Factors of Influence for Transfer Learning across Diverse Appearance Domains and Task Types (https://arxiv.org/abs/2103.13318)

This is another super interesting paper on transfer learning in vision, and is referenced by the previous paper (Exploring the Limits...). The authors perform over 1200 transfer learning experiments on many vision domains, dataset sizes, and tasks. Their experimental setup is ImageNet pre-training -> source task -> target task.

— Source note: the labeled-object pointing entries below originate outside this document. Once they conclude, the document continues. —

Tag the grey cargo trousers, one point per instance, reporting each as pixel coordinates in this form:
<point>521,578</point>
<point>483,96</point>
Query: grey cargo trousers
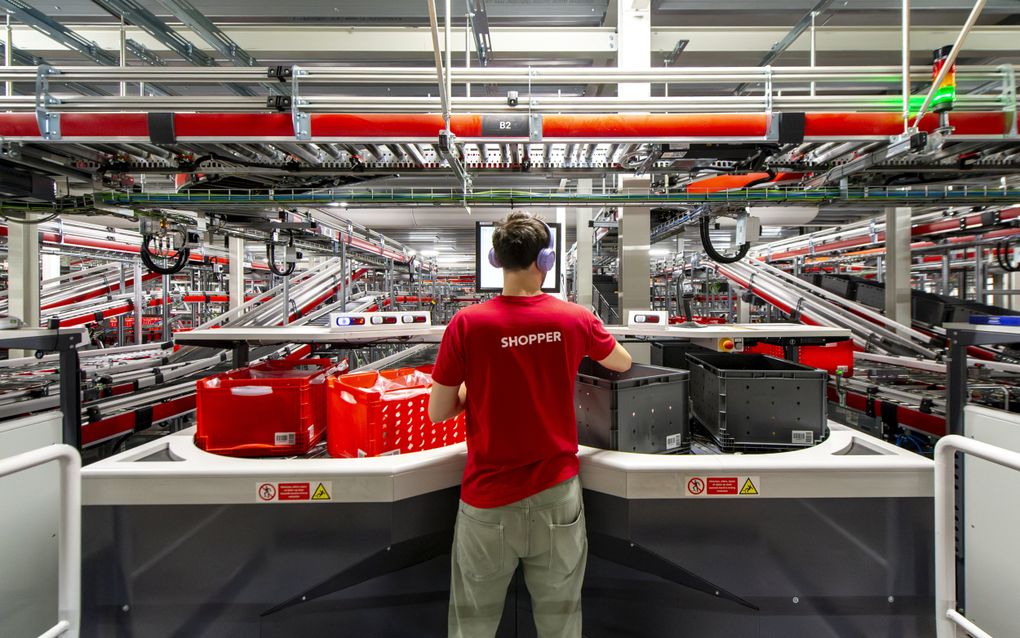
<point>546,534</point>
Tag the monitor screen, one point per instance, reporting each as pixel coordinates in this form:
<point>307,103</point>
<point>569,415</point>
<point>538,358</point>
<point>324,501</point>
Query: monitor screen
<point>490,279</point>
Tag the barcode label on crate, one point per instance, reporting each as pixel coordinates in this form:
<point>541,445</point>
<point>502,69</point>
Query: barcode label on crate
<point>804,437</point>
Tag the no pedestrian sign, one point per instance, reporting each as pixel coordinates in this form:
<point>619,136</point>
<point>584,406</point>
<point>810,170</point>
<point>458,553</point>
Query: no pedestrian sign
<point>723,486</point>
<point>293,491</point>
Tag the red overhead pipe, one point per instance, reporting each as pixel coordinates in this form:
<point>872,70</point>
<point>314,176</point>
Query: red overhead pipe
<point>970,223</point>
<point>565,127</point>
<point>92,294</point>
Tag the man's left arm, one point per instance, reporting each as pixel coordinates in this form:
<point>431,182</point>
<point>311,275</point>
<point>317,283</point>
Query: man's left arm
<point>446,401</point>
<point>449,393</point>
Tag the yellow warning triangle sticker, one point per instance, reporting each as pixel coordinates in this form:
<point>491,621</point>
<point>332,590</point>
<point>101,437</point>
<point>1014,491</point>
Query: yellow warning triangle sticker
<point>749,488</point>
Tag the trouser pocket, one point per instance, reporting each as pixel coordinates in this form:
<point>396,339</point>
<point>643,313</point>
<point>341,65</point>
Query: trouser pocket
<point>567,541</point>
<point>479,547</point>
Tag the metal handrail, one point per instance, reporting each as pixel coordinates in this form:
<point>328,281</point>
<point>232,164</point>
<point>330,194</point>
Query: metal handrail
<point>614,315</point>
<point>69,536</point>
<point>948,620</point>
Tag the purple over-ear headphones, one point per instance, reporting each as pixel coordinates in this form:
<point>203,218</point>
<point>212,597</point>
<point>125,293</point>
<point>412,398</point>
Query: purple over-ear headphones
<point>547,256</point>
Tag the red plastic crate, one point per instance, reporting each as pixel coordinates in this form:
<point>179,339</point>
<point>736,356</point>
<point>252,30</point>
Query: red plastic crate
<point>830,357</point>
<point>274,408</point>
<point>364,422</point>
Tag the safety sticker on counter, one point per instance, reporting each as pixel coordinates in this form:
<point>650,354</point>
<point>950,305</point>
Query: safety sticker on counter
<point>723,486</point>
<point>293,491</point>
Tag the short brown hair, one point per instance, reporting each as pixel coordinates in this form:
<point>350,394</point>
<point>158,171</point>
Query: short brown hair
<point>518,239</point>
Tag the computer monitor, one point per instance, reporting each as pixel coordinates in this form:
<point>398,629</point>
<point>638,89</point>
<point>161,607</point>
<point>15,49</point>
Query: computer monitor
<point>490,279</point>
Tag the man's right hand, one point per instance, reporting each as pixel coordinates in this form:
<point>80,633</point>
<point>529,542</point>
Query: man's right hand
<point>618,360</point>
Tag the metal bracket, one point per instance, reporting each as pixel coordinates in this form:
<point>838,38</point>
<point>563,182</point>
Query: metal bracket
<point>11,150</point>
<point>1010,94</point>
<point>449,151</point>
<point>49,123</point>
<point>302,120</point>
<point>534,127</point>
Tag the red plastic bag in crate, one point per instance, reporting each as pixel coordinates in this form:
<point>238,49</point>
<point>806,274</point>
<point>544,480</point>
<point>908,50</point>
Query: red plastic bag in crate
<point>273,408</point>
<point>385,412</point>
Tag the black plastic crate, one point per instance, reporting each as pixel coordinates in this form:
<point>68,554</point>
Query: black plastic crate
<point>757,402</point>
<point>871,294</point>
<point>933,309</point>
<point>840,285</point>
<point>674,353</point>
<point>815,279</point>
<point>644,409</point>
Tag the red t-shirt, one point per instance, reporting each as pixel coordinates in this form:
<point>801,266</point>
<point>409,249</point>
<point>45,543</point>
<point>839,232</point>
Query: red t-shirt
<point>519,358</point>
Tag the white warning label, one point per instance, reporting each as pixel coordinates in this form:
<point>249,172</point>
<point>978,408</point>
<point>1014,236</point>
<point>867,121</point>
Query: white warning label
<point>803,437</point>
<point>722,486</point>
<point>293,491</point>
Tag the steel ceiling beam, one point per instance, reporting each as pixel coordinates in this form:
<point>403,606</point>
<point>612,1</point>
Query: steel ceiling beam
<point>32,16</point>
<point>780,47</point>
<point>288,41</point>
<point>206,30</point>
<point>137,14</point>
<point>145,54</point>
<point>28,59</point>
<point>59,33</point>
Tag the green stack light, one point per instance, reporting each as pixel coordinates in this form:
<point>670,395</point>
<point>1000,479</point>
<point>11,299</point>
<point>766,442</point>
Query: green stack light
<point>946,92</point>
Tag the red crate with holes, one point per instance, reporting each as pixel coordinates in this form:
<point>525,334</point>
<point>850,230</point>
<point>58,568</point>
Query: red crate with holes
<point>834,357</point>
<point>385,412</point>
<point>273,408</point>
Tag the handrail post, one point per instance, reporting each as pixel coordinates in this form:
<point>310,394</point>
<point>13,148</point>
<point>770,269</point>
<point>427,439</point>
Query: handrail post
<point>69,536</point>
<point>947,617</point>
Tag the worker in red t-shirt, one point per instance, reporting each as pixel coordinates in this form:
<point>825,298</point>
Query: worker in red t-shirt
<point>516,356</point>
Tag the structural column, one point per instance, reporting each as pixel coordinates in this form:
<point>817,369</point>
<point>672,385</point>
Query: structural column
<point>561,253</point>
<point>22,259</point>
<point>898,264</point>
<point>633,50</point>
<point>582,255</point>
<point>236,281</point>
<point>634,272</point>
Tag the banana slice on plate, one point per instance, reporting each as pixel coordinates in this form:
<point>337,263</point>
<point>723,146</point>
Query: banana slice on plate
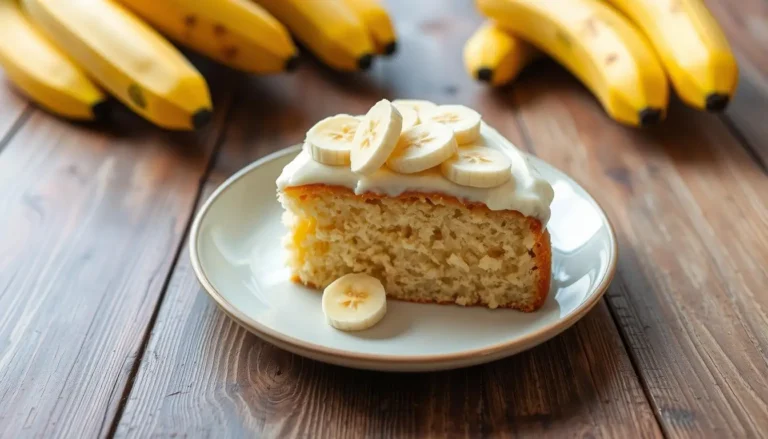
<point>410,117</point>
<point>354,302</point>
<point>418,105</point>
<point>464,121</point>
<point>375,138</point>
<point>330,140</point>
<point>422,147</point>
<point>477,166</point>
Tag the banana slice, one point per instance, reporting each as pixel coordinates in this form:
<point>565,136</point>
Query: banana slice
<point>354,302</point>
<point>464,121</point>
<point>410,117</point>
<point>330,140</point>
<point>477,166</point>
<point>375,138</point>
<point>418,105</point>
<point>422,147</point>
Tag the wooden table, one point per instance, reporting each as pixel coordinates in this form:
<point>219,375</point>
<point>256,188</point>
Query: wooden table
<point>104,330</point>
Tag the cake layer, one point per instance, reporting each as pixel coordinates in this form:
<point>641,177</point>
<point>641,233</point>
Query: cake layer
<point>424,247</point>
<point>526,192</point>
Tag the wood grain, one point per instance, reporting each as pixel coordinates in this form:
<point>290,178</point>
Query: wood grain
<point>91,223</point>
<point>204,376</point>
<point>14,110</point>
<point>686,199</point>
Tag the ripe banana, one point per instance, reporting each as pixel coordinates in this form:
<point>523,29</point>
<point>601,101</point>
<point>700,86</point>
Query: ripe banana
<point>422,147</point>
<point>354,302</point>
<point>330,140</point>
<point>464,121</point>
<point>128,58</point>
<point>42,72</point>
<point>495,56</point>
<point>421,106</point>
<point>237,33</point>
<point>598,45</point>
<point>691,46</point>
<point>330,29</point>
<point>375,17</point>
<point>375,138</point>
<point>477,166</point>
<point>410,116</point>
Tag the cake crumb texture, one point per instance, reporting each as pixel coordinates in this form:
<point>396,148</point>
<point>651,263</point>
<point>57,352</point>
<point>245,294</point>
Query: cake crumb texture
<point>426,248</point>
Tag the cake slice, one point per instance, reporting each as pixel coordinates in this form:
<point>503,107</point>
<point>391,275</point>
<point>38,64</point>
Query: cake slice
<point>430,235</point>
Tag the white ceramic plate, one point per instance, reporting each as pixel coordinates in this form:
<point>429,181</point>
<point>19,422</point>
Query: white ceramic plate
<point>237,254</point>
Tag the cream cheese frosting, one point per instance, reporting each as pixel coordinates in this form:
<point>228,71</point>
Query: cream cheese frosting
<point>526,192</point>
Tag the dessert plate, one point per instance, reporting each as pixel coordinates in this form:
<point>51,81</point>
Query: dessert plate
<point>237,253</point>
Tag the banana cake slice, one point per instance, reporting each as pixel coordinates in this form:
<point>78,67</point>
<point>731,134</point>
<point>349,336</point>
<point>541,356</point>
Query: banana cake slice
<point>435,217</point>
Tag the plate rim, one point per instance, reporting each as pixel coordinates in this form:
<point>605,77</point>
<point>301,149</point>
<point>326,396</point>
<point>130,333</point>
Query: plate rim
<point>276,337</point>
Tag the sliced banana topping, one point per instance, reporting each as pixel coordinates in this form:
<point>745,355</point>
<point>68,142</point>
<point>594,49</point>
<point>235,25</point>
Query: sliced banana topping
<point>422,147</point>
<point>330,140</point>
<point>419,105</point>
<point>410,117</point>
<point>354,302</point>
<point>464,121</point>
<point>477,166</point>
<point>375,138</point>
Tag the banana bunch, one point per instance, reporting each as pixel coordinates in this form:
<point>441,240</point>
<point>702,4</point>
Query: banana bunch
<point>624,51</point>
<point>68,55</point>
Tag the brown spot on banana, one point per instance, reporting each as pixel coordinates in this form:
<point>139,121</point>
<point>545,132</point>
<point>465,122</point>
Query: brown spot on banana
<point>219,30</point>
<point>229,52</point>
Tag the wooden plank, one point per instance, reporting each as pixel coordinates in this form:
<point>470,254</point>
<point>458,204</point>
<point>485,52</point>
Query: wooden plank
<point>746,26</point>
<point>204,375</point>
<point>91,224</point>
<point>12,107</point>
<point>690,206</point>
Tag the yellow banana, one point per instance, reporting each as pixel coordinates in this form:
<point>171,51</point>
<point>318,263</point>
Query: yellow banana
<point>691,46</point>
<point>42,72</point>
<point>495,56</point>
<point>330,29</point>
<point>376,19</point>
<point>598,45</point>
<point>128,58</point>
<point>237,33</point>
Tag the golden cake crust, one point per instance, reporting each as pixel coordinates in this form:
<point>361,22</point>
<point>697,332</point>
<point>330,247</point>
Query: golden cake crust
<point>542,246</point>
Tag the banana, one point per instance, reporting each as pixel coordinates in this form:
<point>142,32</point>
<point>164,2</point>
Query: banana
<point>42,72</point>
<point>693,49</point>
<point>330,29</point>
<point>330,140</point>
<point>128,58</point>
<point>237,33</point>
<point>422,147</point>
<point>379,25</point>
<point>410,116</point>
<point>598,45</point>
<point>354,302</point>
<point>421,106</point>
<point>477,166</point>
<point>495,56</point>
<point>464,121</point>
<point>375,138</point>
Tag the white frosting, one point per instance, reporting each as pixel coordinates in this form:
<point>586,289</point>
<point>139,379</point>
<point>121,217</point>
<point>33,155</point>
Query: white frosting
<point>525,192</point>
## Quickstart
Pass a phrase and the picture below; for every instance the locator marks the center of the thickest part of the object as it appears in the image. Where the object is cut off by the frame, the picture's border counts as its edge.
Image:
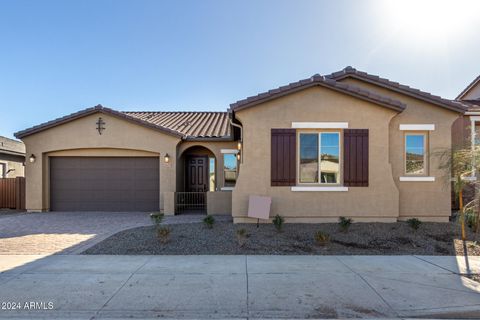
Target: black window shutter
(283, 157)
(355, 157)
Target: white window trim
(229, 151)
(425, 147)
(320, 125)
(4, 174)
(417, 127)
(325, 189)
(340, 164)
(418, 179)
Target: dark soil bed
(361, 239)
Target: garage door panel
(104, 184)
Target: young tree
(462, 164)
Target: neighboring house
(12, 158)
(347, 144)
(466, 131)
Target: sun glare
(430, 20)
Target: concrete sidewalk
(240, 287)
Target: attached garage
(104, 183)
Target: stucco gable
(321, 81)
(350, 72)
(87, 112)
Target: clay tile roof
(10, 146)
(318, 80)
(191, 125)
(473, 105)
(185, 125)
(470, 86)
(386, 83)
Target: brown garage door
(104, 184)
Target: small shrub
(163, 234)
(278, 222)
(321, 238)
(414, 223)
(242, 236)
(344, 223)
(209, 221)
(471, 218)
(157, 218)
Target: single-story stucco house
(12, 158)
(466, 130)
(346, 144)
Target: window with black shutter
(283, 157)
(355, 155)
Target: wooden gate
(12, 193)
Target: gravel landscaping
(361, 239)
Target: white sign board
(259, 207)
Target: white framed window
(211, 174)
(230, 170)
(415, 154)
(319, 157)
(3, 170)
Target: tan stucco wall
(420, 199)
(379, 201)
(74, 137)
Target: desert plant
(209, 220)
(278, 222)
(242, 236)
(414, 223)
(344, 223)
(157, 218)
(163, 234)
(460, 164)
(471, 218)
(321, 238)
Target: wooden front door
(197, 174)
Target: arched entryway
(196, 176)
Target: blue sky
(59, 57)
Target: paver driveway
(62, 232)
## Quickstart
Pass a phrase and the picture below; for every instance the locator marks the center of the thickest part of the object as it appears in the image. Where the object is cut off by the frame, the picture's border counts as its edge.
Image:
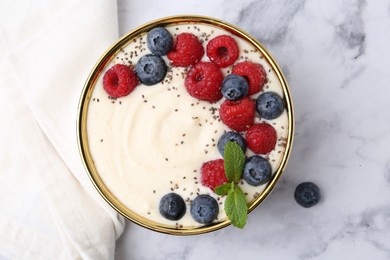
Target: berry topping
(204, 209)
(231, 136)
(257, 170)
(222, 50)
(269, 105)
(119, 81)
(204, 81)
(234, 87)
(254, 73)
(261, 138)
(150, 69)
(159, 41)
(172, 206)
(213, 173)
(238, 115)
(307, 194)
(187, 50)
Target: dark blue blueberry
(234, 87)
(204, 209)
(231, 136)
(172, 206)
(150, 69)
(257, 170)
(159, 41)
(269, 105)
(307, 194)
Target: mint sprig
(235, 206)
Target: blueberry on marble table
(307, 194)
(257, 170)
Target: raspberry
(213, 174)
(254, 73)
(238, 115)
(187, 50)
(222, 50)
(204, 81)
(119, 81)
(261, 138)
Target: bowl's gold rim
(83, 110)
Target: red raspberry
(204, 81)
(261, 138)
(238, 115)
(187, 50)
(213, 174)
(119, 81)
(254, 73)
(222, 50)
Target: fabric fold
(48, 50)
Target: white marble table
(335, 55)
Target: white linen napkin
(49, 208)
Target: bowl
(87, 113)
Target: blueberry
(231, 136)
(269, 105)
(159, 41)
(204, 209)
(234, 87)
(172, 206)
(307, 194)
(257, 170)
(150, 69)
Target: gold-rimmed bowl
(85, 100)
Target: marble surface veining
(335, 55)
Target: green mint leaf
(234, 160)
(236, 207)
(222, 189)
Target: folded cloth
(49, 208)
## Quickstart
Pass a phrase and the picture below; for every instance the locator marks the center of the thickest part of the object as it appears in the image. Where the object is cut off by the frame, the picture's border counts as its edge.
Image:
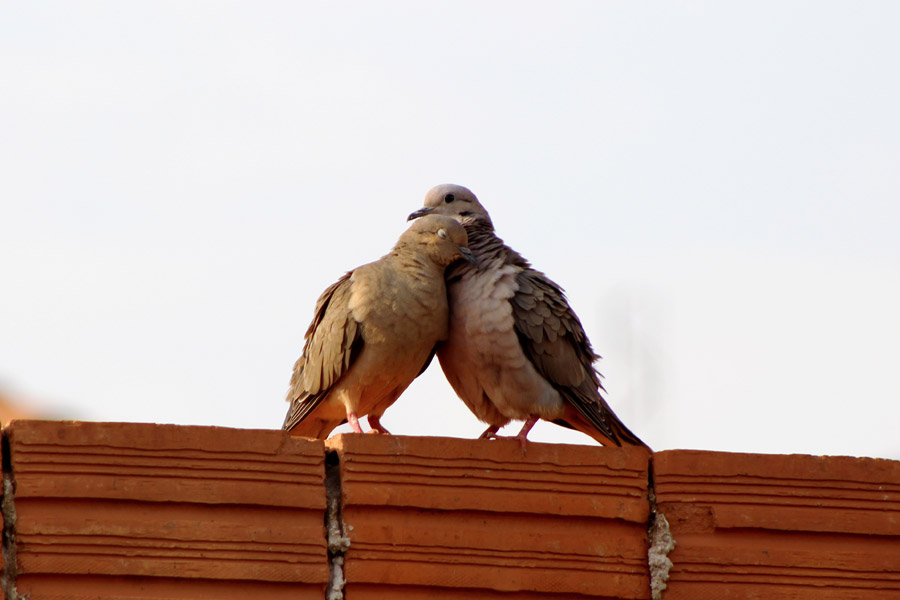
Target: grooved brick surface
(455, 515)
(750, 526)
(181, 512)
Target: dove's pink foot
(522, 436)
(490, 432)
(354, 422)
(375, 424)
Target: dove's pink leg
(489, 433)
(354, 422)
(375, 424)
(522, 436)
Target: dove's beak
(467, 254)
(425, 210)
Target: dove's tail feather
(573, 419)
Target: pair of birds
(505, 336)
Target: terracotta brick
(118, 510)
(476, 518)
(772, 526)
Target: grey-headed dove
(515, 349)
(374, 331)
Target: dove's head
(454, 201)
(442, 239)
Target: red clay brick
(195, 506)
(476, 516)
(798, 527)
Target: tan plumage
(515, 349)
(374, 331)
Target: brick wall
(136, 511)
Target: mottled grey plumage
(374, 331)
(515, 349)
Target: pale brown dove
(516, 350)
(374, 331)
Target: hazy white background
(716, 185)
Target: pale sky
(716, 185)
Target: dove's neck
(488, 248)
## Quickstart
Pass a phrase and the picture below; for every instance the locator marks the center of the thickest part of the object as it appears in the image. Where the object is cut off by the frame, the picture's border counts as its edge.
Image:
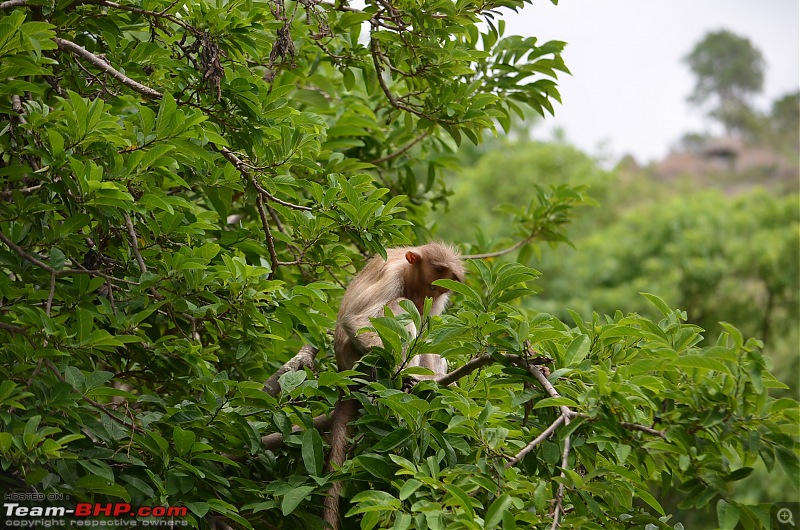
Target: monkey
(407, 273)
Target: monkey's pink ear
(412, 257)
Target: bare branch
(305, 357)
(462, 371)
(138, 255)
(275, 440)
(400, 151)
(561, 487)
(107, 68)
(11, 328)
(643, 428)
(49, 305)
(536, 441)
(29, 189)
(503, 252)
(242, 168)
(268, 233)
(158, 14)
(540, 377)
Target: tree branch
(503, 252)
(274, 441)
(462, 371)
(400, 151)
(268, 233)
(57, 272)
(536, 441)
(138, 255)
(82, 52)
(242, 168)
(157, 14)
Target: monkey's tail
(344, 412)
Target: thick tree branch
(98, 62)
(275, 440)
(536, 441)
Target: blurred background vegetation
(713, 228)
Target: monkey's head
(428, 263)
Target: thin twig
(400, 151)
(275, 440)
(561, 487)
(268, 233)
(242, 168)
(11, 328)
(60, 272)
(503, 252)
(462, 371)
(89, 400)
(536, 441)
(157, 14)
(104, 66)
(29, 189)
(48, 306)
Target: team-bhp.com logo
(92, 514)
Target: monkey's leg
(345, 411)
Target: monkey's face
(437, 272)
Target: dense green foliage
(729, 70)
(186, 187)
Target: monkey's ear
(412, 257)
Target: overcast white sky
(627, 94)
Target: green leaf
(392, 440)
(577, 351)
(312, 452)
(727, 514)
(494, 515)
(408, 488)
(293, 498)
(700, 361)
(660, 304)
(461, 498)
(183, 440)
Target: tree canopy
(187, 186)
(729, 69)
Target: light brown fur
(407, 273)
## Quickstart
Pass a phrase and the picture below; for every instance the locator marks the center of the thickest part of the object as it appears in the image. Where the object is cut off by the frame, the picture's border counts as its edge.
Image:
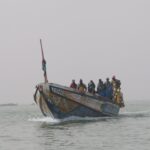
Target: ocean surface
(23, 127)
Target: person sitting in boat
(73, 85)
(101, 88)
(109, 89)
(91, 87)
(82, 87)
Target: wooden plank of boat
(94, 102)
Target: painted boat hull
(60, 102)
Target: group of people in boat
(110, 89)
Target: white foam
(45, 119)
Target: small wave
(145, 113)
(72, 119)
(8, 104)
(45, 119)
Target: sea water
(22, 127)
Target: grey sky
(88, 39)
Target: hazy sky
(88, 39)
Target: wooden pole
(43, 63)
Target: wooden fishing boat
(60, 101)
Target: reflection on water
(23, 127)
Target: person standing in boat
(73, 85)
(101, 88)
(91, 87)
(109, 89)
(82, 87)
(117, 95)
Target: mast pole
(43, 63)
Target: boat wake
(73, 119)
(135, 114)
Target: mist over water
(24, 127)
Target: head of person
(81, 81)
(100, 80)
(107, 79)
(113, 78)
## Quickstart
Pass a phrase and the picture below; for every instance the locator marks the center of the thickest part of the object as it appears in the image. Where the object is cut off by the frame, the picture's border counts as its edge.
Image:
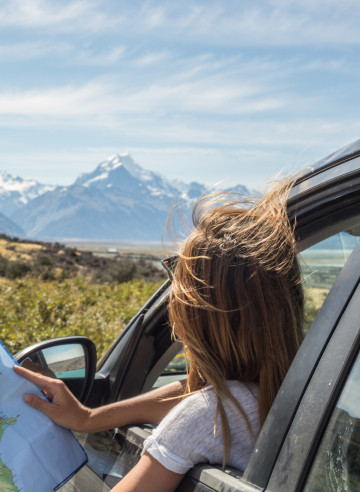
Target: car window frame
(316, 406)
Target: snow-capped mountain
(9, 227)
(17, 192)
(119, 200)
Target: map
(35, 454)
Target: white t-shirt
(185, 436)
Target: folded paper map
(35, 454)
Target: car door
(324, 204)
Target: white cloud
(264, 23)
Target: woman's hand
(64, 409)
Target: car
(310, 440)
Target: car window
(174, 371)
(336, 466)
(320, 265)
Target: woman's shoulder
(201, 406)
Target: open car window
(337, 462)
(320, 266)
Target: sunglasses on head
(169, 264)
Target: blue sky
(196, 90)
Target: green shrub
(32, 310)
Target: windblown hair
(236, 300)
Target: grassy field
(33, 310)
(52, 290)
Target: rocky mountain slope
(119, 200)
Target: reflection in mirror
(65, 361)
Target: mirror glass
(65, 361)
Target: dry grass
(12, 250)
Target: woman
(236, 303)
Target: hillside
(47, 261)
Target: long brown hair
(236, 300)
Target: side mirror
(71, 359)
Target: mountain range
(119, 200)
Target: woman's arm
(149, 476)
(68, 412)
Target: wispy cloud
(269, 22)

They create 7 domain groups, from their datasets: consumer photos, driving, indoor, aerial, underwater, close-ups, and synthetic. Along with 4 tasks: semantic segmentation, object detection, keypoint detection, and depth estimation - all of which involve spatial localization. With 40 total datasets, each dataset is used as both a source and a target.

Based off their experiments, the authors make 10 claims: (direct quotes)

Classic ImageNet-1k transfer learning always outperforms training a model from scratch.
For most target tasks there exists a source task which brings further benefits on top of ImageNet-1k pre-training.
The image domain strongly affects transfer gains.
For positive transfer, the source image domain should include the target domain.
Multi-source models yield good transfer, but are outperformed by the largest within-domain source.
Transfer across task types can bring positive transfer gains.
Transfer within-task-type and within-domain yields very positive effects.
Transfer naturally flows from larger to smaller datasets.
Transfer learning effects are larger for small target training sets.
The source domain including the target is more important than the number of source samples.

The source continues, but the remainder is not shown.